Unlike the regular yer, or "hard sign" in Russian, the separation performed by the soft sign is only partial, meaning that it changes the sound of both the letters before and after it. This is why in Russian it is more orthographically correct to write подъезд (pod'yezd), the porch, than подьезд (podjyezd), where the д would be pronounced as [dje].
Among Slavic languages, soft sign has the most limited use in Bulgarian: since 1945, the only possible position is one between consonants and 'o' (for example, in names Жельо, Кръстьо, Гьончо etc.).
The Cyrillic variant of the Serbo-Croatian language (Vukovica) has had no soft sign since mid-19th century: palatalization is represented by special consonant letters instead of this sign (some of these letters, such as Њ or Љ, were designed as ligatures with the soft sign). The modern Macedonian writing system, created in 1944 and based on the Serbo-Croatian variant, has had no soft sign from the very beginning.
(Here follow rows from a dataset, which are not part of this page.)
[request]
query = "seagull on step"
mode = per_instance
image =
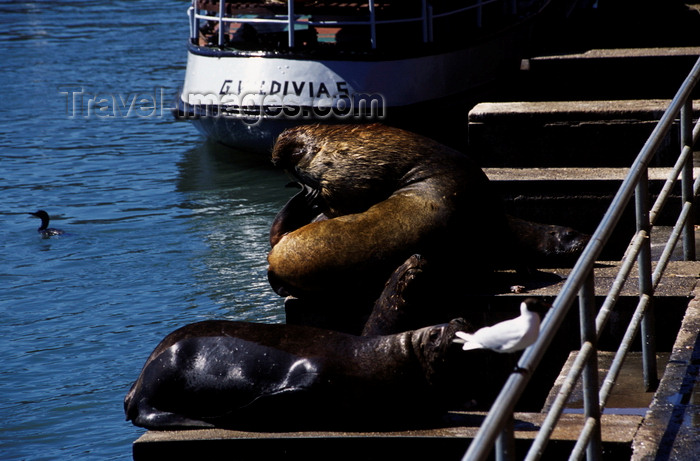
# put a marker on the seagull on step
(510, 335)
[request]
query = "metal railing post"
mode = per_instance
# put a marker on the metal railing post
(648, 332)
(222, 13)
(589, 376)
(505, 443)
(687, 180)
(372, 24)
(291, 23)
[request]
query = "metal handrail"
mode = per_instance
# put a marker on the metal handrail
(426, 18)
(498, 424)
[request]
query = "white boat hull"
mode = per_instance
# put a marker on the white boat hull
(246, 101)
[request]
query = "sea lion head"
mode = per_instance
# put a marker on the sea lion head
(352, 166)
(562, 241)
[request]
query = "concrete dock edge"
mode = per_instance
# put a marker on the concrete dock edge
(671, 427)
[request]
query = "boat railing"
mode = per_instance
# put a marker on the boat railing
(221, 18)
(497, 428)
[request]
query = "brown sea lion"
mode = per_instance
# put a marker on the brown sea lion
(373, 196)
(247, 375)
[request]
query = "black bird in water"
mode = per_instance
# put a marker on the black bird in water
(45, 231)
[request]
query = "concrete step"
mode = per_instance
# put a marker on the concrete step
(576, 197)
(627, 396)
(605, 74)
(567, 133)
(447, 442)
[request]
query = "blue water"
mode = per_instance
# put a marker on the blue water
(163, 228)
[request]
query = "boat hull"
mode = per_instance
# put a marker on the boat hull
(247, 101)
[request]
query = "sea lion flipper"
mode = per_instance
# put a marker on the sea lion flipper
(300, 210)
(150, 417)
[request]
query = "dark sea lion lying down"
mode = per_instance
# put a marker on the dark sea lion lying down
(237, 374)
(374, 195)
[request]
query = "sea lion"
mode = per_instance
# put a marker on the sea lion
(236, 374)
(372, 196)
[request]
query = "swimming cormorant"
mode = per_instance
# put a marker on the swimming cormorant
(45, 230)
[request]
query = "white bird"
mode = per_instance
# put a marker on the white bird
(510, 335)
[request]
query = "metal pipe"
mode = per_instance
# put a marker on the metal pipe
(555, 411)
(372, 24)
(222, 13)
(616, 365)
(505, 443)
(291, 23)
(687, 180)
(589, 377)
(589, 427)
(645, 286)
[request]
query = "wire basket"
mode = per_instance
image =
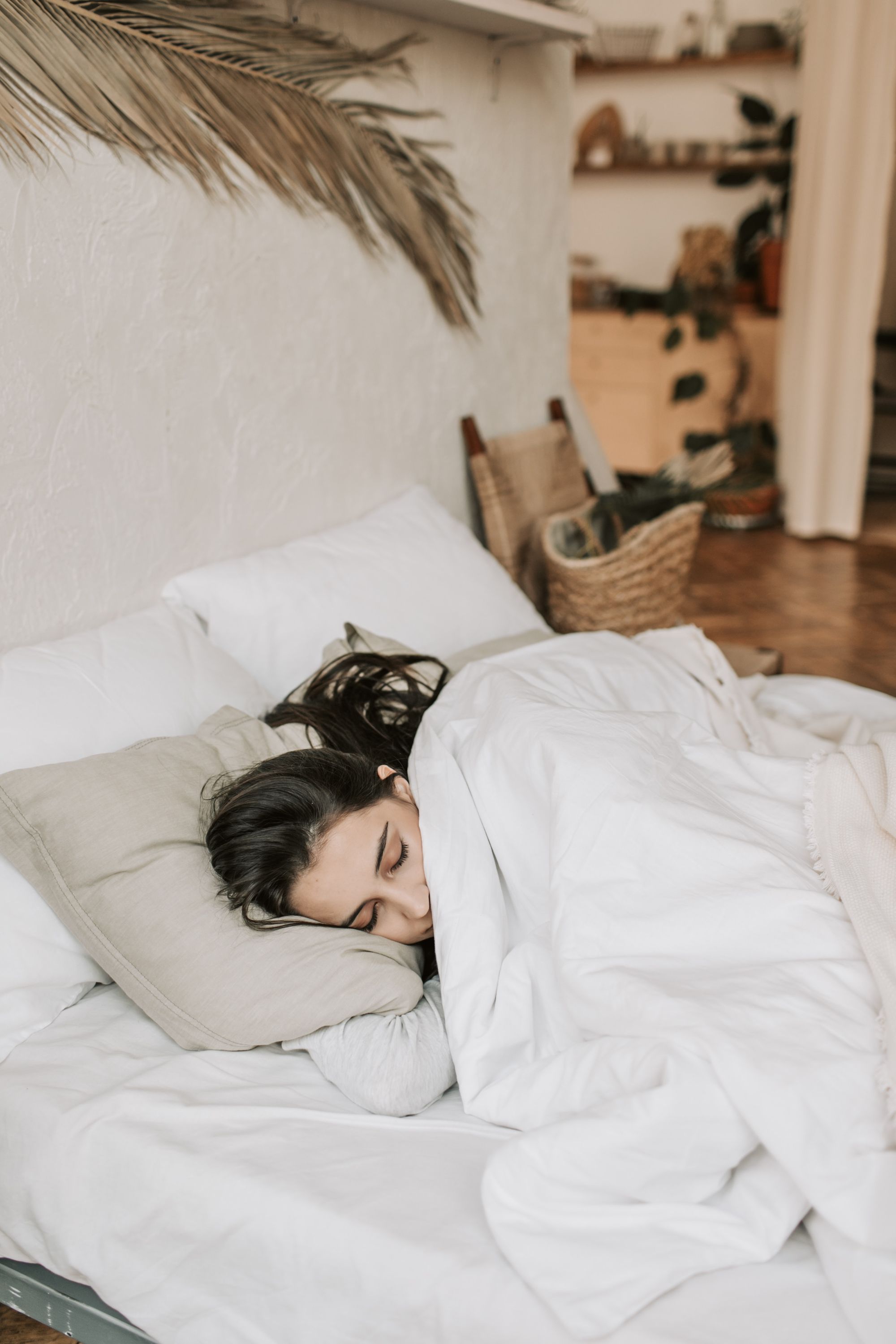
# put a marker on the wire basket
(624, 42)
(638, 586)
No words start with it, and under normal orthographic rules it has no uppercase form. However, Cyrillic type fonts do normally provide an uppercase form for setting type in all caps, or for using it as element of various serial numbers (like series of Soviet banknotes) and indices (for example, there existed model of old Russian steam locomotives marked "Ь").
In the romanization of Cyrillic words, soft signs are typically replaced with the prime symbol (or, alternatively, apostrophe) or just ignored (especially in the final position: Тверь=Tver, Обь=Ob etc.).